At the Ashmolean itself, I met Julian Baker, Curator of Medieval and Modern Coins, and Matthew Winterbottom, Curator of Sculpture and Decorative Arts, both of whom were kind enough to discuss my project with me. I had an interesting chat with Matthew about his Anglo-Indian heritage and Julian helped me navigate the coin room’s records system. My supervisor also introduced me to the director of the Ashmolean Museum, Dr Alexander Sturgis. I was honoured to meet him in person, and he was very supportive of my project.
The next day, my supervisor organised a coin handling workshop where he spoke about various types of ancient coins, their history and interesting iconographies. Discussing these stories with the students made for an enriching afternoon where I learnt about the value of coins as a source for constructing the history of India.
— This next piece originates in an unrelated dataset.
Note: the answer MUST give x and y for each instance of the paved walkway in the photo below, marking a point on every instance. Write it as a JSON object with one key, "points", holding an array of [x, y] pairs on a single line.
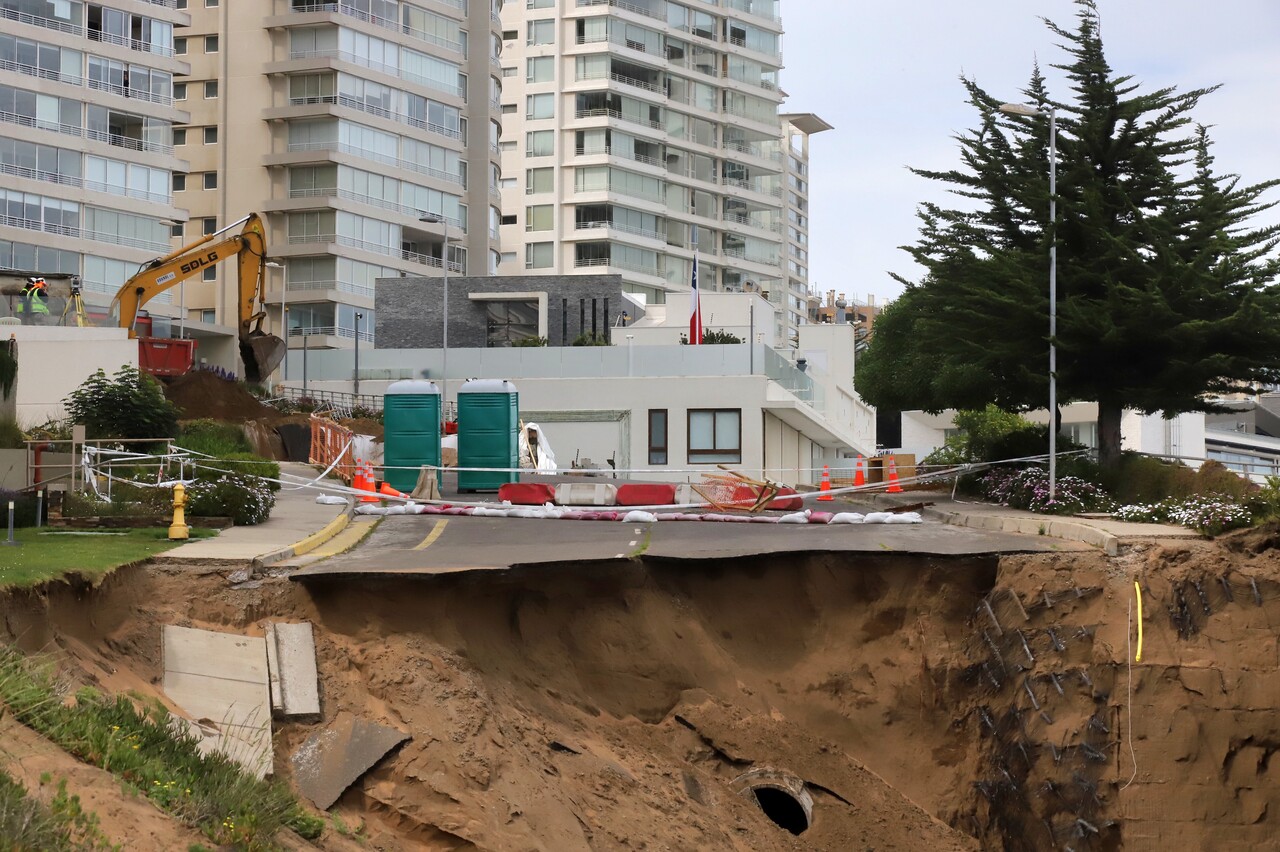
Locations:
{"points": [[297, 525], [301, 531]]}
In the evening we visited the Sackler library, where Dr Bhandare walked me through some useful references for the field of numismatics held in the library. We examined the Proceedings for the Numismatic Society of India as well as the Numismatic Supplement to the Journal of the Royal Asiatic Society of Bengal. My supervisor gave me useful tips on how to use these texts for tracing the Indian collectors for my research.
During the trip, I also got the chance to visit the History Faculty Library at the Radcliffe Camera and the Bodleian Libraries. Truly majestic buildings, both hold a wealth of useful texts on many subjects including archaeology and history which are valuable for research.
Overall, the visit to the Ashmolean and Oxford was an educative one. I familiarised myself with the coin collections and got the exciting chance to hold these objects in my hand. I met some very helpful people and was able to discuss their projects as well as mine. I learned about cataloguing and classifying practices from my supervisor, all of which will form a crucial part of my research methodology. The wealth of resources that Oxford, especially its museums and libraries, offers will certainly keep calling me back to the city.